Les étoiles filantes emplissaient le ciel transparent de la sphère qu'Ellie tenait dans le creux de sa main.

- Tu as toujours la bruyère que je t'avais donnée ? chuchota Harry comme s'il craignait de briser le silence qui les entourait.

Elle hocha la tête.

- Les deux brins...

Elle lui mit la boule à neige éclairée d'étoiles filantes entre les mains.

- Tu penseras à moi tout au long de cette année où nous serons séparés...

Ce n'était ni une question ni une affirmation. Harry ne répondit pas.
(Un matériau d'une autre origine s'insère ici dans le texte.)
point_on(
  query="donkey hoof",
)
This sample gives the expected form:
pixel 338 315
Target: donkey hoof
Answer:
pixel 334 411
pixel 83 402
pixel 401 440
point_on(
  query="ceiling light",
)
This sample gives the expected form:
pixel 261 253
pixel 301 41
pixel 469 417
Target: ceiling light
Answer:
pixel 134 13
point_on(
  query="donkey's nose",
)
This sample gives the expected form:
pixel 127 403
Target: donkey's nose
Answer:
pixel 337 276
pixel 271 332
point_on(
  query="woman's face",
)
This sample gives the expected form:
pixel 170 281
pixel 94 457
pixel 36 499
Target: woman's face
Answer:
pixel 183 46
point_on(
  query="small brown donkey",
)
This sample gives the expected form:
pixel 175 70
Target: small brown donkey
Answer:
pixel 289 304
Comment pourrait-il en être autrement ? Elle était la pierre philosophale qui transformait l'ordinaire en merveilleux, le commun en précieux. Elle était l'alchimiste qui transmutait le végétal en esprit, le métal en essence, la parole en magie, le rêve en réalité.

- Encore ailleurs, Potter ? demanda Ellie.

Les sarcasmes en mots d'amour.

- Que faut-il que je fasse pour te garder auprès de moi ?

La fin de la nuit en aube nouvelle.

Elle caressa son visage et son front.

-Harry, je t'aime tant...

Et une cicatrice en une porte ouverte sur la vie.

§
§
§

FIN


Voici la fin d'une aventure... J'espère qu'elle vous a plu.
Bien sûr, peut-être auriez-vous aimé en savoir davantage...
Mais, il faut savoir finir le livre et rendre leur liberté à tous ces personnages, comme le dit si bien Alixe,afin qu'ils vivent encore dans l'imagination du lecteur. Ce serait, pour moi, la plus belle chose qui arriverait à cette histoire.
Merci d'avoir été fidèles aux Secrets.